Electronic cigarettes use a hot metal element to turn an e-liquid, with or without nicotine, into an aerosol that is inhaled. It’s called vaping, and is seen by some as safer than traditional smoking because no tobacco is burned.
It is also getting popular with teens. The US Centres for Disease Control and Prevention report 1.5 million more high school students vaping in 2018 compared to the previous year, a 71% surge.
The study’s authors, led by Felix Wehrli from the University of Pennsylvania, US, were spurred by data suggesting non-nicotine elements in the vaping aerosol are more toxic than people might think.
E-liquids contain propylene glycol and glycerol which, at room temperature, form lung-irritants called acetals. The aerosol also has ultrafine metal particles from the heating element that cause oxidative stress a whole-body inflammation linked to a plethora of illnesses including cancer.
Standard tobacco smoking damages blood vessels – the flexible tubes carrying blood around the body – causing stroke, heart attacks and sometimes amputated limbs.
Wehrli’s team wanted to see how those blood vessels fared in the face of a vaping challenge.

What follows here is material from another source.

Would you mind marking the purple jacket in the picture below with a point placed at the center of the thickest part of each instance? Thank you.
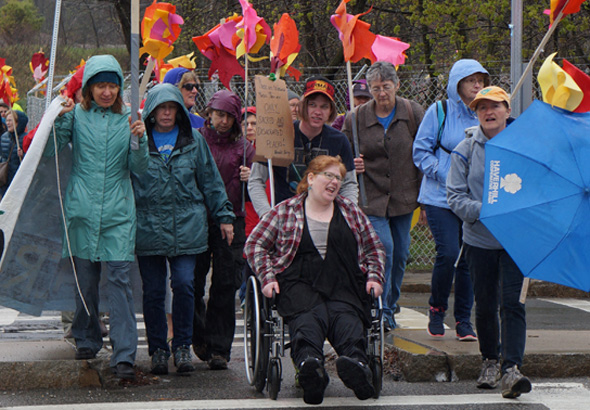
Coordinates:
(229, 155)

They enlisted 31 non-smokers, with an average age of 24, to have MRI scans measure the blood flow in their leg and aorta – the big artery coming out of the heart – before and after puffing on a nicotine-free, tobacco-flavoured e-cigarette.
The measurements were done after releasing a tourniquet from the leg which caused a surge of blood into the oxygen-starved limb, a phenomenon called “reactive hyperaemia”.
The results may well prompt a re-think for people who think e-cigarettes are a safe option.
Blood velocity in the leg’s major artery dropped by a largish 17% after vaping. Dilation of the same vessel was down 34% after the e-cig. On top of all that, the speed at which blood flow returned to normal after release of the cuff fell by 26% post-puff.
“The alterations in reactive hyperaemic response parallel those observed in older people because of physiologic aging,” the authors write. Even the aorta – which became marginally stiffer – was affected.